Anon here taking classes part time at Uni. Instructor tells everyone to get a partner for exercises (language class). I'm lazy so I figure I won't go to other people because people should just come to me right. Also just curious if people will approach me. First day or two some people do on occasion very reluctantly. reaching day three and four literally no one partners with me. Instructor asks me where is my partner I say I am fine. But deep down I am not fine. I was literally bullied in middle school and high school and was ostracized because of it. Start reliving those terrible moments in my mind. I almost cried. Not too close. But I could feel my eyes were more wet than usual.
I have had it. In all these years. After all the progress I have made. Am I still that much of a freak that people won't fucking even partner with me in group exercises? I am such a fucking pussy for not rising above it. God dammit anons help me.
>>38058403
>God dammit anons help me.
you had it coming being such a naive faggot. did you seriously think things would be better at uni?
>I almost cried
grow up you pussy. have you learned nothing in 22 years as an outcast?
>>38058403
>I figure I won't go to other people because people should just come to me right
You're not popular enough to pull this off.
Sorry anon but you have to take the initiative. I know. Just go to someone and ask if you can join.
>>38058460
I completely agree anon.
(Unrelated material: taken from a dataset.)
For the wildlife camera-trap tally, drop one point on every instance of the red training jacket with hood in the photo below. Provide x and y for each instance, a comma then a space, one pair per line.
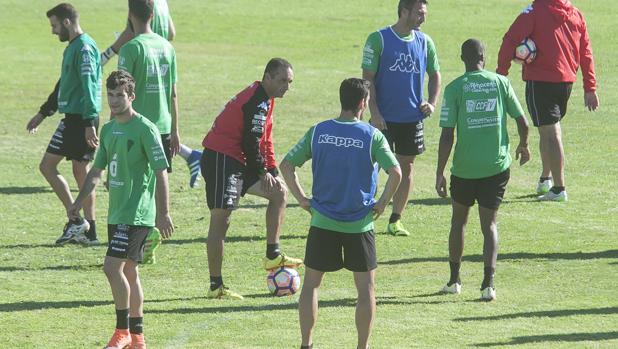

I don't know why it hit me.
>>38058403
>language classes
yeah i avoid those like the plague
im sorry man, i really do empathize, and because of that i say that i dont think your problems are merely social; there's obviously something that youre doing, or just the way that your energy is, is seriously off putting. and you seem veerryy distraught.
can i give you some advice? try taking a break. get a little creative and find something else to do for a semester or two. try to do things that will help you and lift you up, rather than bring you down, like 4chan and shitty food, etc. maybe start going to the gym. try to get a part time job maybe. little baby steps to get you feeling better. because i think thats the problem, youre unhealthy, unbalanced. you need to get well by figuring out whats making you unwell.
i mean shit, a few weeks ago i quit a part time job two weeks after starting because i had fucked up socially so badly. that one hurt particularly because i'm 24. but i'm ok because.. i dunno. existentially i'm much better, more at ease with myself this year. things really did get better for me in ways i did not expect, and what did that was in large part getting a little older. this coming from someone that's outcasted, suicidal for about a decade, etc etc.